Éva rejoignait d’un pas pressé les bureaux du commandement en craignant que Dane ait le culot, encore une fois, de la planter là. Ce ne serait pas la première fois qu’il le ferait. Sans même s’annoncer, elle ouvrit la porte en grand. Cependant, elle se retourna vers ses deux Brouilleurs qui la talonnaient avant de rentrer. Avec un de ces grands sourires, elle leur remarqua :
— Conversation privée.
Puis, sans ménagement, elle leur claqua la porte au nez. Lorsqu’elle fit face à Dane qui n’avait pas bougé d’un poil, il était toujours concentré sur le mécanisme qu’il avait dans les mains. Éva observa un instant. Ça ressemblait à un déclencheur. Ça ne l’étonnait pas, ce n’était pas pour rien qu’on le surnommait l’Artificier. Elle devait admettre que ça lui allait plutôt bien. Ses vieilles méthodes avaient le mérite d’être efficaces quand il pouvait s’en servir. Cependant, maintenant qu’elle regardait attentivement, une étrange impression lui vint. Elle trouvait qu’il n’avait pas pris une ride depuis le temps qu’elle le connaissait, presque dix ans à présent. Néanmoins, Dane la sortit de ses pensées en lui demandant sans détour :
— Tu vas encore te rendre à Denat cette année ?
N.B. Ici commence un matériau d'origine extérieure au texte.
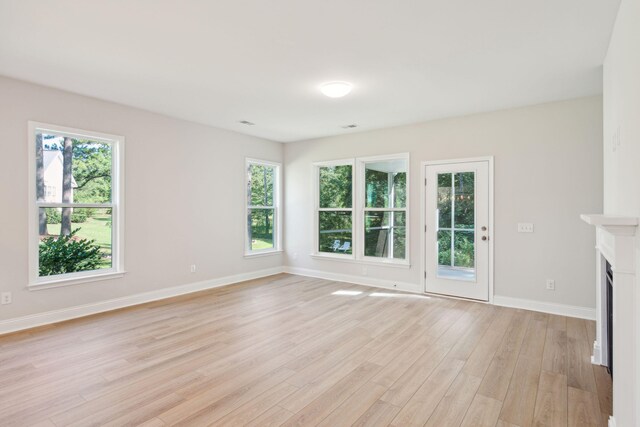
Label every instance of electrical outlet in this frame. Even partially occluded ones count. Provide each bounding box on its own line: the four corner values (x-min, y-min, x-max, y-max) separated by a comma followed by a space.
0, 292, 11, 305
547, 279, 556, 291
518, 222, 533, 233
— C’est exactement ça, le solstice arrive bientôt.
— Franchement, tu ne pourrais pas y aller à un autre moment ? De préférence pas à l’aube ?
Encore une fois, Dane grimaça. Tous les ans, il tiquait sur le fait que c’était précisément au solstice qu’elle voulait se rendre aux ruines de l’ancienne cité état à une heure d’Ilvigre. Comme elle s’y attendait, Dane fustigea avec rudesse :
— Éva, faut que tu arrêtes avec ça ! Tu chasses une chimère depuis huit ans ! Tu n’as jamais fait le moindre rêve prémonitoire depuis que tu es enfant ! Tu cours après un songe qui n’a pas de sens !
Elle ne scia pas un instant devant ces mots. Ce discours, elle l’entendait chaque année. À chaque fois, c’était même lui qui essayait le plus de la dissuader. Il continua dans sa lancée avec la ferme attention de la décourager :
— Les rêveurs à haut potentiel supportent déjà mal les anesthésies, alors toi qui a été placée en coma artificiel… Es-tu vraiment sûr que ce rêve en était réellement un ?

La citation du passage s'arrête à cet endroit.